Poverty and War: Lessons in Bosnia /

The first home I visited in wartime Sarajevo belonged to a middle-class family, comfortable before the war, car owners, accustomed to Adriatic vacations.

By 1994 they were reduced to a couple of habitable rooms, surviving on humanitarian handouts, yet hospitable in the Bosnian tradition. They offered coffee; I declined, thinking I’d save them the couple of dollars it cost per cup on the black market. They made it anyway, adding the sugar that was probably worth more than its weight in gold. I forgot an almost-full pack of Marlboros, worth almost $20 on the street at that time. They sent a child scurrying after me to make sure I got my cigarettes back.

Whatever their situation today, they are probably still struggling. War is a great leveler – it brings poverty to just about everyone caught up in the conflict (save for the profiteers doing business across front lines). So a European country, host to the 1984 Winter Olympics, post-Communist yet prosperous enough to send tourists to Italy and beyond, was reduced to penury in just four years.
 
Bosnia’s bitter aftermath suggests useful lessons on what nations at war can do when the fighting stops.

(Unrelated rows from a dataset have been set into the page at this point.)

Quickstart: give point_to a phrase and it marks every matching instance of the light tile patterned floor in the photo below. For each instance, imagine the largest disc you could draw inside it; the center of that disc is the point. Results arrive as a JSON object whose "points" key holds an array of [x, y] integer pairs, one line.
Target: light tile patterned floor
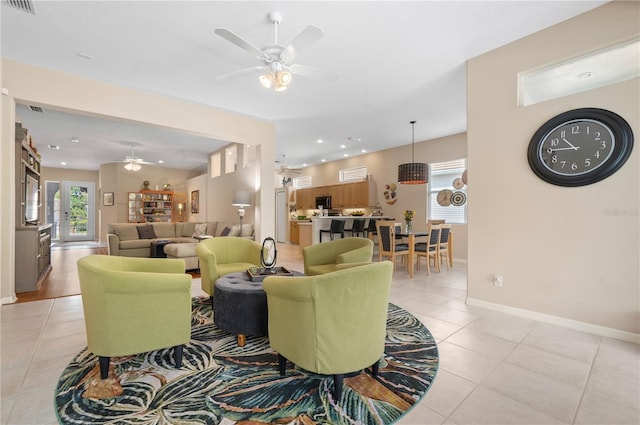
{"points": [[495, 368]]}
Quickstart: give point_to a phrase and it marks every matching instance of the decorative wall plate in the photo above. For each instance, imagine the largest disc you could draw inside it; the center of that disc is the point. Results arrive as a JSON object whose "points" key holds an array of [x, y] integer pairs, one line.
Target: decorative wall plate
{"points": [[458, 199], [444, 197]]}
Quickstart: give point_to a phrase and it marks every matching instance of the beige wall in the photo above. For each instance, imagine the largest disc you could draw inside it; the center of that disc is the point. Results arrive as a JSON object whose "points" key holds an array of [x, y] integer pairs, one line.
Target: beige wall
{"points": [[51, 89], [383, 167], [565, 252]]}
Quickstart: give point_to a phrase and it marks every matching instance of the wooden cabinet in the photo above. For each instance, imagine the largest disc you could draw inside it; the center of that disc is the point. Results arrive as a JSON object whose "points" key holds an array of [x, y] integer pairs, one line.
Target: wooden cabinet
{"points": [[33, 257], [294, 232], [347, 195], [150, 206]]}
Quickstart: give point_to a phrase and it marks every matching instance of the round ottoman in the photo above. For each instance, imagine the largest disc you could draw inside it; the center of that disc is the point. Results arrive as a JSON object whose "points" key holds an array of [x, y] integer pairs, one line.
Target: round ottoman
{"points": [[240, 306], [186, 251]]}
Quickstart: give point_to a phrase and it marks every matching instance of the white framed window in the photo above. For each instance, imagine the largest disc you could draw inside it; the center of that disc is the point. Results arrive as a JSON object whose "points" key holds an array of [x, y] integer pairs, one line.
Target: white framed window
{"points": [[230, 159], [216, 165], [303, 181], [441, 176], [350, 174]]}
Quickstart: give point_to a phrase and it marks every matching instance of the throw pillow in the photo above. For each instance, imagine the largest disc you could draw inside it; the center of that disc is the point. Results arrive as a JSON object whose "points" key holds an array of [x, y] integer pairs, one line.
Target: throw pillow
{"points": [[235, 230], [146, 232], [201, 230]]}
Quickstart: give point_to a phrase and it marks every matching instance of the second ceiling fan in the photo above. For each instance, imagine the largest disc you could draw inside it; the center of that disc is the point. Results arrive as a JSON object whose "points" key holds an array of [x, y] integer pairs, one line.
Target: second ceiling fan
{"points": [[276, 61]]}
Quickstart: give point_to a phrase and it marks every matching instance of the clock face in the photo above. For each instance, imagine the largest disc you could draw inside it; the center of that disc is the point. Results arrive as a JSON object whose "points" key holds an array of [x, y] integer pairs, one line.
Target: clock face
{"points": [[576, 147], [580, 147]]}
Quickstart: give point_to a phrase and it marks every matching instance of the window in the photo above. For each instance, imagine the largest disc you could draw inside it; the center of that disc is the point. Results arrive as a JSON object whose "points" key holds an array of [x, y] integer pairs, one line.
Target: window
{"points": [[350, 174], [304, 181], [441, 176], [216, 165], [230, 159]]}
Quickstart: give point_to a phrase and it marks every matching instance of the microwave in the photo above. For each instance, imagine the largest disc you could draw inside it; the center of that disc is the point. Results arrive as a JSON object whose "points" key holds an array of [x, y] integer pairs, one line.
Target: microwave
{"points": [[323, 202]]}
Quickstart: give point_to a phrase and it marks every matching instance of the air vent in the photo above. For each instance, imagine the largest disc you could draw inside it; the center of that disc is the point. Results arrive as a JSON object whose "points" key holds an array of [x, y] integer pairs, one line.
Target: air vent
{"points": [[24, 5]]}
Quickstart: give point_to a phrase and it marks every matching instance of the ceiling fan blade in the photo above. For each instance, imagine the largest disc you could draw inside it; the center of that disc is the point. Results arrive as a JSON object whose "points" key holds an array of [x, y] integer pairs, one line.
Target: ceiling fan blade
{"points": [[239, 41], [309, 71], [244, 71], [306, 38]]}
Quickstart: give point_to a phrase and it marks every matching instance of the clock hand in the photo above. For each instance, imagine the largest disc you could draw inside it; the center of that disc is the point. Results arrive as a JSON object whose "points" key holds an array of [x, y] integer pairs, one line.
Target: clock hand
{"points": [[569, 143], [565, 149]]}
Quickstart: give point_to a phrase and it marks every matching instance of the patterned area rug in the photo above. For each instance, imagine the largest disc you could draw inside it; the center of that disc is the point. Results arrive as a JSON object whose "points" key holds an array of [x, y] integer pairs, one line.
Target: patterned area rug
{"points": [[221, 383]]}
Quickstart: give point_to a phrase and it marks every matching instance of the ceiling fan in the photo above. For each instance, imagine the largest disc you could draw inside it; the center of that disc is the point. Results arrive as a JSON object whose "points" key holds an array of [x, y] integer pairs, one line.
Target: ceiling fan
{"points": [[276, 61], [286, 170], [132, 163]]}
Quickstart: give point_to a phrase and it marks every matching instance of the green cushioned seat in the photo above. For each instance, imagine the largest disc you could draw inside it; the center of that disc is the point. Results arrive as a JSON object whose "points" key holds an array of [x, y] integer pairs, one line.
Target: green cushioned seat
{"points": [[134, 305], [331, 324], [326, 256], [220, 256]]}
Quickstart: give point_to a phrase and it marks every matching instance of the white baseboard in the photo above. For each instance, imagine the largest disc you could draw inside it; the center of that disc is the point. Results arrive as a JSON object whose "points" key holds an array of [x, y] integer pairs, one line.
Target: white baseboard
{"points": [[560, 321], [8, 300]]}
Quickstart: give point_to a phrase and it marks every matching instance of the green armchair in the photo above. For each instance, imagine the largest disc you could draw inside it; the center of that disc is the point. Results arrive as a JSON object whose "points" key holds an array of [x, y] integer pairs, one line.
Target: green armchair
{"points": [[134, 305], [335, 255], [220, 256], [330, 324]]}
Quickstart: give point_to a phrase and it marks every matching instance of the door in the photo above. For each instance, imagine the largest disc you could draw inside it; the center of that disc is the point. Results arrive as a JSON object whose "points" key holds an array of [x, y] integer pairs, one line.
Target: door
{"points": [[281, 216], [77, 214]]}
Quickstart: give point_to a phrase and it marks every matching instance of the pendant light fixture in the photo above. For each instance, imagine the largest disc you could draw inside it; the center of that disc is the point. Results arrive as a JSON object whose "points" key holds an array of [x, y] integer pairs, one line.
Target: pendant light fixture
{"points": [[413, 172]]}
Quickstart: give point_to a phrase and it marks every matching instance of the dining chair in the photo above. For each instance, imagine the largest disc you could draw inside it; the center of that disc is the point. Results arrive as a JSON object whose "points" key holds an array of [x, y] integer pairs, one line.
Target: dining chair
{"points": [[429, 250], [357, 227], [443, 245], [337, 228], [387, 247]]}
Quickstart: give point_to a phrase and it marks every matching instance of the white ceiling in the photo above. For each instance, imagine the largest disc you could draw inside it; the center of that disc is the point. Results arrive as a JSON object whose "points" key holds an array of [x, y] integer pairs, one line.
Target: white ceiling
{"points": [[396, 62]]}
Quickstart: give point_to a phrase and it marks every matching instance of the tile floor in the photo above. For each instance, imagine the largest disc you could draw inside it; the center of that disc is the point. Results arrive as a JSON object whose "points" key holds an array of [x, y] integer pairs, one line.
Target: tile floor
{"points": [[495, 368]]}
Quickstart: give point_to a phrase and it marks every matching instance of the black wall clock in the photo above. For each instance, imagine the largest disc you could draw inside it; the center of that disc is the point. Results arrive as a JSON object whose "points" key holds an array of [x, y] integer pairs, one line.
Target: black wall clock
{"points": [[580, 147]]}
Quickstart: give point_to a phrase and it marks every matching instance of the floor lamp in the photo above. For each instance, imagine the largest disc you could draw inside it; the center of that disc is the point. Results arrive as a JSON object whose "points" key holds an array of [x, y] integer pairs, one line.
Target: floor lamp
{"points": [[241, 199]]}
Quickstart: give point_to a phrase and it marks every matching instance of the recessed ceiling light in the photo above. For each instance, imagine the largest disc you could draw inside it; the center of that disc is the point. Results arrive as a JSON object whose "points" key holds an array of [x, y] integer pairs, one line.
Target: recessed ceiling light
{"points": [[585, 75]]}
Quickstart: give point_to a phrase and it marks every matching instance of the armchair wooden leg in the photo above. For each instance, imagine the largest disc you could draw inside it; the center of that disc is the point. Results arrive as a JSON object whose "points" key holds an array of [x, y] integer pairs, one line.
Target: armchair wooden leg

During the siege of Sarajevo, people traded wedding rings for a few German Marks and burned furniture to stay warm. The rich and connected might buy a ticket out early on in a conflict like that one, but after a while it’s too late. And you can’t eat diamonds, or block bullets with fur.

Soon enough, everyone who remains is living at a basic level, huddled into a few rooms, surviving on humanitarian aid rations, without running water, electricity, or heating, tearing up books to burn as fuel, teeth rotting without dental care, health care reduced to emergency hospital trips – the emergency usually being some kind of war wound.

It’s no wonder that while war goes on, people wish only for it to end. Once the fighting stops, though, it becomes clear that the absence of war is not enough, and it is then that the pain of poverty is bitterly felt. It is then, in the peacetime reconstruction, that a society can meet the challenge to lift as many as possible out of poverty, or not.